75 Years of Superman - Part III
Truth, Justice and the American Way
"Superman has the big the big S on his uniform – we should, I suppose, be thankful that it is not an S.S.’" Fredric Wertham
In 1954, German-American psychiatrist, Fredric Wertham’s damaging study on the impact of comics on youth culture was reflected in his book, The Seduction of the Innocent. Not only did Wertham set out to prove that adult content, depicted in popular crime and horror comics, was corrupting youth culture, but also the positive role models of superheroes. It was one point to highlight and attempt to prove the influence of sex, violence and drug use corrupting the children of the time, but Wertham went further in the hidden conjectures of Wonder Woman’s bondage, Batman and Robin’s homosexuality and Superman’s fascism. Although Wonder Woman’s creator, William Moulton had admitted to misogynistic undertones during her early years, Wertham only further documented the evidence, fueling more claims that her strength and independence presented her as a lesbian.
Despite Siegel and Shuster’s left-wing stance that originally championed Superman as a social activist in his fight against corrupt politicians and businessmen, Wertham’s misguided theories were selective at best. Even in light of the Roosevelt era, which tended to lean more towards a more liberal idealism, there was still no denying the good causes that the character continued to uphold – non more so than his battle against the Ku Klux Klan during a 1946 Radio broadcast. Having tapped in to an important aspect of the American identity, made more relatable due to their own Jewish immigrant background, it seemed implausible for fascism to rear its ugly head. But in their links to Neitzche’s influential work and further evidence that Hitler had found relevancy in shaping his own new world order, Wertham stood by his beliefs.
Superheroes, have indeed gone on to glorify the physical form in much the same way as the historical, stylised images and sculptures of the Greeks and Romans. The study of human anatomy was one that related to power and godhood as much as understanding the processes involved in depicting the physical form and in looking at theses examples in more detail it is easy to see how vulnerable Superman is to such accusations of fascism. Even when considered coincidental, it is still enough to spark strong debate. His adversary, Lex Luthor is a man of high intellect concerned with domination and the manipulation of society, utilising both science and reason in his efforts to destroy Metropolis or rather bend the utopian city to his own means. Yet, it is Superman, with his sheer strength who prevails in forcing man to surrender his own beliefs in forcing the physically weaker to yield and prevent their twisted ideals. Either way, Wertham used both perspectives of the superhero and villain, only seeing the patriotic stance of, ‘Truth, Justice and the American Way’ as no more than nationalism. Fascists were not the first to use classical archetypes and physically imposing figures to convey a message nor will they be the last. Throughout history there are many beautiful interpretations of human nature that have inspired godlike figures and it is only in the eyes of those who wish to use these examples to empower and dictate that they should be labeled ‘fascist’. Superman reminds us that there is a limit to reason and that this is seen through his enemies in their own blind devotion to an irrational worldview.

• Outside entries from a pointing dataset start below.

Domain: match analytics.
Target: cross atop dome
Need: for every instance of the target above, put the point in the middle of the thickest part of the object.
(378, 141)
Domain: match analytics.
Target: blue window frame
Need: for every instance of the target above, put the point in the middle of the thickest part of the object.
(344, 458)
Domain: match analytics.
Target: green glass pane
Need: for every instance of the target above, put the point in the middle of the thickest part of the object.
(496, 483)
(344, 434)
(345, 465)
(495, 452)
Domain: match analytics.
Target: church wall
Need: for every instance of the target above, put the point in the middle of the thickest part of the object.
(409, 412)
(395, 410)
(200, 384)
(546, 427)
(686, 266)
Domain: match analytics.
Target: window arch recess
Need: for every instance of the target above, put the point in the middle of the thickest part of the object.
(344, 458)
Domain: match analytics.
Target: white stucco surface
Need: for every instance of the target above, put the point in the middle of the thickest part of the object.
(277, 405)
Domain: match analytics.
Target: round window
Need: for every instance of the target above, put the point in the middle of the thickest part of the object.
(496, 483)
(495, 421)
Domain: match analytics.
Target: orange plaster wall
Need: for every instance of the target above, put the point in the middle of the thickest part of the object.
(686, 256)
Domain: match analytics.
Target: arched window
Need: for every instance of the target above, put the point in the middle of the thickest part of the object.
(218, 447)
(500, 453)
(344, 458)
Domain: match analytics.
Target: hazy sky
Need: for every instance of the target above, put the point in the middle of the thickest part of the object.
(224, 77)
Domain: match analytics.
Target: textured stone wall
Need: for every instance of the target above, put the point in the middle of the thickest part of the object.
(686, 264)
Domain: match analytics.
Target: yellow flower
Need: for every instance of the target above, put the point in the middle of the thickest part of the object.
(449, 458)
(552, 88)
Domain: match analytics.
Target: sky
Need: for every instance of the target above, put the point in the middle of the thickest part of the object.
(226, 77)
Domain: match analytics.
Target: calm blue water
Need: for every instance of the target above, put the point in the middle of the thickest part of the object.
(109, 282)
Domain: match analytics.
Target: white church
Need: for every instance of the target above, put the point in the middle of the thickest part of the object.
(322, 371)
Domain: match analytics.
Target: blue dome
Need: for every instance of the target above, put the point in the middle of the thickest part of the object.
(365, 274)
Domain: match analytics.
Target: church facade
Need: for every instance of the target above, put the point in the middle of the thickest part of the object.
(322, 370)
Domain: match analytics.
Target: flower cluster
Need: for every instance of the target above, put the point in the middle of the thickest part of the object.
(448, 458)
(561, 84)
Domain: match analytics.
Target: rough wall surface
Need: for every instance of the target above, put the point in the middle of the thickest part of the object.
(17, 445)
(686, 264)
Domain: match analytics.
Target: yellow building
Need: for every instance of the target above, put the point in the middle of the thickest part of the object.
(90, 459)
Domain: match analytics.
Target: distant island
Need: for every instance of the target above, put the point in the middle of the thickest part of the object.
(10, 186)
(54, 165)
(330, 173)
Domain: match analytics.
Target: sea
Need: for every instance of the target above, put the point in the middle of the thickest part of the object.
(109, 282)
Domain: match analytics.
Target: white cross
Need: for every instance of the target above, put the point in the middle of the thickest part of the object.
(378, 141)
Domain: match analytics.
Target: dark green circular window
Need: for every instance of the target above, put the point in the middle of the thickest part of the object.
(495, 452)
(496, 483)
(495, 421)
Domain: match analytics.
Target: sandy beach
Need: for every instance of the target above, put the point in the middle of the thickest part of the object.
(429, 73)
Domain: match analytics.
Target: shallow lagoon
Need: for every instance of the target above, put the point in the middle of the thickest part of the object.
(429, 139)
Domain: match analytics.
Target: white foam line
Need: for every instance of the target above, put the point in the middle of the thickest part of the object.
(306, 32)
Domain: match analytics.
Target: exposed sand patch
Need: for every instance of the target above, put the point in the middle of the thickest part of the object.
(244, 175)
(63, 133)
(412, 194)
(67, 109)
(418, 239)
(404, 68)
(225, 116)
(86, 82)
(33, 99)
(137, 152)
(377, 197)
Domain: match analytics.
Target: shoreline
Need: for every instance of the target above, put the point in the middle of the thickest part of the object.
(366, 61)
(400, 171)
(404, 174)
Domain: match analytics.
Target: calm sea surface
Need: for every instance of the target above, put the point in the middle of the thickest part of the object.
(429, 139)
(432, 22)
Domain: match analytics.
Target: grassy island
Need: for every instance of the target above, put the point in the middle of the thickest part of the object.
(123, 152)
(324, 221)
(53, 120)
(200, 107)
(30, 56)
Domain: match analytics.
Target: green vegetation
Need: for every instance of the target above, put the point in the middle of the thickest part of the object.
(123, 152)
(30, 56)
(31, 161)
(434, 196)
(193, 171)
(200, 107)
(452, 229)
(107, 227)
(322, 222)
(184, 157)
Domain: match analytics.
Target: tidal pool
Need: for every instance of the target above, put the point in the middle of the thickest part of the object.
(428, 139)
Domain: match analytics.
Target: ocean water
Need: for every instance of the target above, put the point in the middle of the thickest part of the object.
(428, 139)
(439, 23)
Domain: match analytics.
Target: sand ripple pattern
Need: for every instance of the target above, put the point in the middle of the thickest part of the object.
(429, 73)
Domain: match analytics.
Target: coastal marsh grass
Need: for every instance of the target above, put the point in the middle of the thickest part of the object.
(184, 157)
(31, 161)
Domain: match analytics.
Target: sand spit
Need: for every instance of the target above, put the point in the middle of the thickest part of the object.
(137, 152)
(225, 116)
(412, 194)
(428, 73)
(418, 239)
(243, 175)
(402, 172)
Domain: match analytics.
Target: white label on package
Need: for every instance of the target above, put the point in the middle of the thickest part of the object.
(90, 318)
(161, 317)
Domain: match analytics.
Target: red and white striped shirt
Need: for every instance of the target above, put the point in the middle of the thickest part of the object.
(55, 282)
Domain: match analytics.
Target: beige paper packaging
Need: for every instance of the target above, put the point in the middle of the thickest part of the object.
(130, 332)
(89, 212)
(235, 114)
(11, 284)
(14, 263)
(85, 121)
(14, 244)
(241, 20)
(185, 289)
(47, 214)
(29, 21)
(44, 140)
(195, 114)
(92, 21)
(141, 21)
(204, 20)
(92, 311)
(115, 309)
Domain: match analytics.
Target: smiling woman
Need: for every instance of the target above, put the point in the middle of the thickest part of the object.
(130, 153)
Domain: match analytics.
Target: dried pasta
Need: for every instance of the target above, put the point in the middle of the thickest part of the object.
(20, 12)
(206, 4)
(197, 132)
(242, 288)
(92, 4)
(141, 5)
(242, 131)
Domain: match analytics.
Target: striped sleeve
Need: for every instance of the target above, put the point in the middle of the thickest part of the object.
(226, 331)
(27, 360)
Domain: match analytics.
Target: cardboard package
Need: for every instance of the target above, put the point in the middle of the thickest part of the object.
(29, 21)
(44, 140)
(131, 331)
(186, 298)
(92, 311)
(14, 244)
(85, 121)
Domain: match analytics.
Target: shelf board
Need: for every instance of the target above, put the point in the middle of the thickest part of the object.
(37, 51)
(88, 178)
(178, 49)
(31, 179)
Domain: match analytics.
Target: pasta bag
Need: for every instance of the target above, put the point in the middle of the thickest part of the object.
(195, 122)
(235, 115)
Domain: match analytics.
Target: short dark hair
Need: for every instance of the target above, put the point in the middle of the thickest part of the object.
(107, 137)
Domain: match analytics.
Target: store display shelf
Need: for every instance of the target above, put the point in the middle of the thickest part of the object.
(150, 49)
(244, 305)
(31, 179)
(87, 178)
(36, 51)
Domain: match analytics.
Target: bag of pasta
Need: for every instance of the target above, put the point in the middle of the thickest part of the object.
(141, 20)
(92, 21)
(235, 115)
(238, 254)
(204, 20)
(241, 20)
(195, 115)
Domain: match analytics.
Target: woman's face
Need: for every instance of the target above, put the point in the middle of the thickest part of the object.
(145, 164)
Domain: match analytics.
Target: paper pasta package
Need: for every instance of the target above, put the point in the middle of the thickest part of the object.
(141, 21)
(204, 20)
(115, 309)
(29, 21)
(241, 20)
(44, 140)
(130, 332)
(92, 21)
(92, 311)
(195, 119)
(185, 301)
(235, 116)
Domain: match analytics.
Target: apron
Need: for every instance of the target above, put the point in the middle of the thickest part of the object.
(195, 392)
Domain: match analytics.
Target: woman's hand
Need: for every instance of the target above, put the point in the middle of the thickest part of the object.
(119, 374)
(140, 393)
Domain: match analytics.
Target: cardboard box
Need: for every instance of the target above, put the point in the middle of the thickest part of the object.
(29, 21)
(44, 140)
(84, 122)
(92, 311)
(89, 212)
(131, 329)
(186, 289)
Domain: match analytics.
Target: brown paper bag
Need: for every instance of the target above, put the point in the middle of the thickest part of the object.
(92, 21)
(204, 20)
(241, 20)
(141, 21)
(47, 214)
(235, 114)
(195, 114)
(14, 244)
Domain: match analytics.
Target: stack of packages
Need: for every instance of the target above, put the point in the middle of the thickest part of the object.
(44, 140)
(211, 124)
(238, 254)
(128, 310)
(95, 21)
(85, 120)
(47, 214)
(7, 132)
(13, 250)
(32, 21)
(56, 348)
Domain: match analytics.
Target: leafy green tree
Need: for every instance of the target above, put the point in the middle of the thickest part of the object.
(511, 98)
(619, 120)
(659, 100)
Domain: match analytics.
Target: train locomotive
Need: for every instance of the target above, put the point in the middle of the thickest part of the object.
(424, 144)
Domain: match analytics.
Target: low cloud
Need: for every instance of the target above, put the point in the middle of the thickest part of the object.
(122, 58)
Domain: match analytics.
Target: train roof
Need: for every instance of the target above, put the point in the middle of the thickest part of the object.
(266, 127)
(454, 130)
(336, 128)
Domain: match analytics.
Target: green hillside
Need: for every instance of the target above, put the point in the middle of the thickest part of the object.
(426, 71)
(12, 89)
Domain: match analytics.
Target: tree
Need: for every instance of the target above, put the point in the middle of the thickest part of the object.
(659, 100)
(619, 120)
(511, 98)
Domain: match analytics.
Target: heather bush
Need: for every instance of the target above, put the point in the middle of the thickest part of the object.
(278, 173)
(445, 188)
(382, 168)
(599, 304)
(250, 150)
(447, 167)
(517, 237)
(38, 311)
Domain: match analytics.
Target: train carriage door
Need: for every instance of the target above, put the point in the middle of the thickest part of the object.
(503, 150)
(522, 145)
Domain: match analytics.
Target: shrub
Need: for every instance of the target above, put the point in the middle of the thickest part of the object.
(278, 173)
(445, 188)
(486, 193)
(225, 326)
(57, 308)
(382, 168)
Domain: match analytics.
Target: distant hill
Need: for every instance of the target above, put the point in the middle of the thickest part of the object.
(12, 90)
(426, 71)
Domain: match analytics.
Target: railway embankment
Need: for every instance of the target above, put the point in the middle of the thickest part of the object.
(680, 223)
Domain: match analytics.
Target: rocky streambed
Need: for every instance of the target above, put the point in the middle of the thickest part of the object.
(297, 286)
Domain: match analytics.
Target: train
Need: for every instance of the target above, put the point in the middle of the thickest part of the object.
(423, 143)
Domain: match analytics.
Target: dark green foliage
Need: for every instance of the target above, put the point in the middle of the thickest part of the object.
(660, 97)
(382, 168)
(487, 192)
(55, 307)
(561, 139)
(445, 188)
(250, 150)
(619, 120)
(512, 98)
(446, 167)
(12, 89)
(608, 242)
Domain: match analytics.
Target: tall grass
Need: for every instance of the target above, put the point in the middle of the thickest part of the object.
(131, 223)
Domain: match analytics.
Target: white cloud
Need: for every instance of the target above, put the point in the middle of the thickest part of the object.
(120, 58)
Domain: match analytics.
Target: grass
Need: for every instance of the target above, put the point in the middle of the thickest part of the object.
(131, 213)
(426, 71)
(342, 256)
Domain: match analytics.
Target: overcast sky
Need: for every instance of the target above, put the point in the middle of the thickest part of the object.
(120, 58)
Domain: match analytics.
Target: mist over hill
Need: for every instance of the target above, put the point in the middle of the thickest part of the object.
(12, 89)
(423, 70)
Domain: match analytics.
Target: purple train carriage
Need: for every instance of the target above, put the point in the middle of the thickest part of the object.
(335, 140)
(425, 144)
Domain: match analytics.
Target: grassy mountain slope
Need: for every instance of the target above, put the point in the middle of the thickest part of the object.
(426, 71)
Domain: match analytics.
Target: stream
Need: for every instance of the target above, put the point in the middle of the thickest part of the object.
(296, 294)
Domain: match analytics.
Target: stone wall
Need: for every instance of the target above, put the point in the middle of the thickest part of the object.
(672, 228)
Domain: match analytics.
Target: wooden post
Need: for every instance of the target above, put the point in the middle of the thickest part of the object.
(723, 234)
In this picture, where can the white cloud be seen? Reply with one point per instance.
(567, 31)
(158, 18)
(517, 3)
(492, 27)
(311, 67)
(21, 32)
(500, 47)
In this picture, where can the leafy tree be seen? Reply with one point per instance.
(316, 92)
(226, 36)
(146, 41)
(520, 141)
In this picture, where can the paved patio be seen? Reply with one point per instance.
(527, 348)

Seduction of the Innocent resulted in the establishment of the Comics Authority Code and the banning of major horror and crime titles of the time, which resulted in the death of the Golden Age. Since its publication, Wertham’s theories have been disproven and his own motives questioned in targeting the comics industry. Superman survived the claims and in 1951 his first foray in to a feature length film was released. Superman and the Mole Men rejuvenated the ailing career of George Reeves who went on to star in the hugely popular television series, Adventures of Superman from 1952 to 1958. However, despite Superman surviving fascist accusations, news headlines in 1959 reported George Reeves’ apparent suicide – a mysterious Hollywood case that gave rise to the first, official ‘Death of Superman’. For millions of fans, Superman was dead and the empire surrounding the Man of Steel seemed more at risk than ever before. However, despite his film and television incarnations and the related merchandise linked to the popular series, Reeve’s death had no impact on the comics.
In their efforts to make the new stories less physical and more emotional, DC comics began to channel the current zeitgeist and build further on their success in channeling the popularity of the space related merchandise aimed at children. The late 1950s were considered to be the beginning of the Silver Age of comics and during the 1960s, Superman became more in tune with the newly elected John F. Kennedy’s values and optimism. However, when another generation grew disillusioned upon his assassination, optimism spiraled in to race riots and militant activism against the Vietnam War. After a more spiritual revival in the aftermath of the Vietnam, the Judeo-Christian allegory was brought more to the forefront – not so much a substitute for a religion but for the underlining mythology that had developed over the years and made Superman such a universal character. The time had arrived to inject the right amount of depth and poignancy and deliver a fresh cinematic vision that would serve the character justice.